# Formula for Power of Upper Tail Sign Test

## Given

Consider the upper tail $$H_0: \theta \leq 0 \,\,\, \text{vs} \,\,\, H_A: \theta > 0$$ sign test with the test statistic $$B = \sum_{i=1}^n{\psi_i}$$ where $$\psi_i = \mathbb{I}(Z_i > \theta)$$, where $$\mathbb{P}(\psi_i=1)=\mathbb{P}(Z_i > \theta)=p$$. With the assumption that the $$n$$ observations are iid, answer the following questions.

$$B = \sum_{i=1}^{n} \psi_i \hspace{1em} \text{where} \hspace{1em} \psi_i = \left\{\begin{array}{ll} 1 & \texttt{if} \,\, Z_i > \theta \\ 0 & \texttt{otherwise}\end{array}\right.$$

$$B \overset{iid}{\sim} {\tt Binom}(n, p)$$

## Question

Write down the expression of the power of the upper tail sign test when the alternative has $$p_0$$.
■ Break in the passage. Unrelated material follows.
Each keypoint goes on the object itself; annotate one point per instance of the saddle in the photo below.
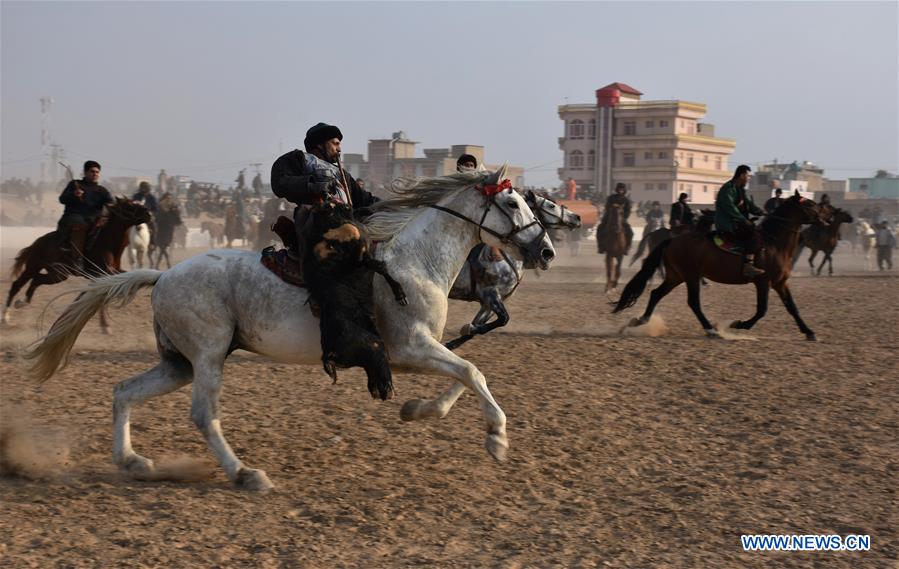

• So, I know that the power of a hypothesis test is the probability of correctly rejecting $$H_0$$ when $$H_A$$ is true. i.e.

$${\tt power} = \mathbb{P}(\text{reject } H_0 | H_A \text{ is true})$$

• However, since the question specifically mentions $$p_0$$, I think I need to express power in terms of $$p$$, $$p_0 = 1 - p$$, $$n$$, $$\psi_i$$, $$\theta$$, and/or $$Z_i$$ -- I'm not sure how to begin doing that, as I can't find a concrete formula for the power of a binomial.

## Note

• The $$\mathbb{I}$$ should be a $$1$$ with two lines, but SO wouldn't let me use \mathbbm{1}.